Gould liked to point out its similarities to Stravinsky ("That Stravinsky's
been stealing from me since I was a kid").  To me, it resembles more the
Prokofiev second concerto.  There's almost no revamping of Baroque or
Classical keyboard fingerings, and the rhythm taps out more lyrically than
I find in Stravinsky.  It's gracious, vivacious music - traditional
fast-slow-fast - a real find.

StringMusic finally won for its composer a Pulitzer Prize, shortly
before his death.  It's a wonderful piece, but no more wonderful
than many works in Gould's catalogue: Fall River Legend, Interplay,
Derivations, the Concerto Grosso, Soundings, Columbia, Spirituals for
Orchestra, Venice Audiograph, or Vivaldi Gallery, to name some favorites
off the top of my head.  The sound of the ensemble always figures
prominently in Gould's work.  Here, he manages to get a variety of colors
from the largely "black-and-white" string orchestra, not only through
textural invention and antiphonal voicing but also through different
bowings, fingerings, and plucks.  Many of these techniques have become
cliches of the avant-garde, but Gould manages to integrate them into the
total affect of the piece.  Structurally, the work is a wonder, with Gould
working through complex rhetorical progressions without apparently breaking
a sweat.  Gould's command of symphonic planning and string color reminds me
of Tchaikovsky's masterpiece Serenade in C.  Above all, Gould soars to a
high level of thematic and harmonic invention.  He not only says
complicated things clearly, he has something persuasive to say.

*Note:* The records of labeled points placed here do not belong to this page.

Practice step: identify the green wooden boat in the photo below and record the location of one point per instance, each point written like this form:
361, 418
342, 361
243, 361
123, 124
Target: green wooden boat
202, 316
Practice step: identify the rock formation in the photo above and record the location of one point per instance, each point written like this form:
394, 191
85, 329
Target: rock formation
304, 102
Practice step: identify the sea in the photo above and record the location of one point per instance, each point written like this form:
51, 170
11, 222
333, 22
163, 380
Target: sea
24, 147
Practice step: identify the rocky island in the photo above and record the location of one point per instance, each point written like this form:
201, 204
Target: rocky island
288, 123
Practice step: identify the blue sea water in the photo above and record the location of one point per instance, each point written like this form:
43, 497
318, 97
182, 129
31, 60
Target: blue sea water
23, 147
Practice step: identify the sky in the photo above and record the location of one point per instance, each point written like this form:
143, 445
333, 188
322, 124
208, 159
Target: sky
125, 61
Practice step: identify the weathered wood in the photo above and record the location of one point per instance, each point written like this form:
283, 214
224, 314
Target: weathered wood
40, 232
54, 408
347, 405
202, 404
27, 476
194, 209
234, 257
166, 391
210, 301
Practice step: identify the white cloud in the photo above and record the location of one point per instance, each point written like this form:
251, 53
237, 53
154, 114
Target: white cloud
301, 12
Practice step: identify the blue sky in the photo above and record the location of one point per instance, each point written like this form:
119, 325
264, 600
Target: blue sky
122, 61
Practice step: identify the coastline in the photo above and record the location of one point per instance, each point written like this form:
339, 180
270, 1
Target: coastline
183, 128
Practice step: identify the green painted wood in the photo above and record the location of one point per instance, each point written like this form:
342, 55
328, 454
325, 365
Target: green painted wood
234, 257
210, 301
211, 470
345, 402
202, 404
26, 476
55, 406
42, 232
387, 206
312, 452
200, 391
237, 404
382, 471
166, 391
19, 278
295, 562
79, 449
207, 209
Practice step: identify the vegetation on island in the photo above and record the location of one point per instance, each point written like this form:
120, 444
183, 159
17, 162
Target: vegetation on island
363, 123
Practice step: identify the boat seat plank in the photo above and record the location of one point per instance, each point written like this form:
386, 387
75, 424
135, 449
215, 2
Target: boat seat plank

The performances, all professional, nevertheless do not stand out.  I find
Schwarz and the Seattle on this occasion a bit gauche, antithetical to the
elegance and wit of the music.  Miller and the Albany have a restricted
dynamic range (they can't play a true piano or less) and are a bit lax as
far as intonation and rhythm go.  Consequently, they lose some of Gould's
most striking effects.  Still, the performances are by no means terrible
and are furthermore the only recordings of these marvelous works we're
likely to see for a while.  The sound on both discs is good.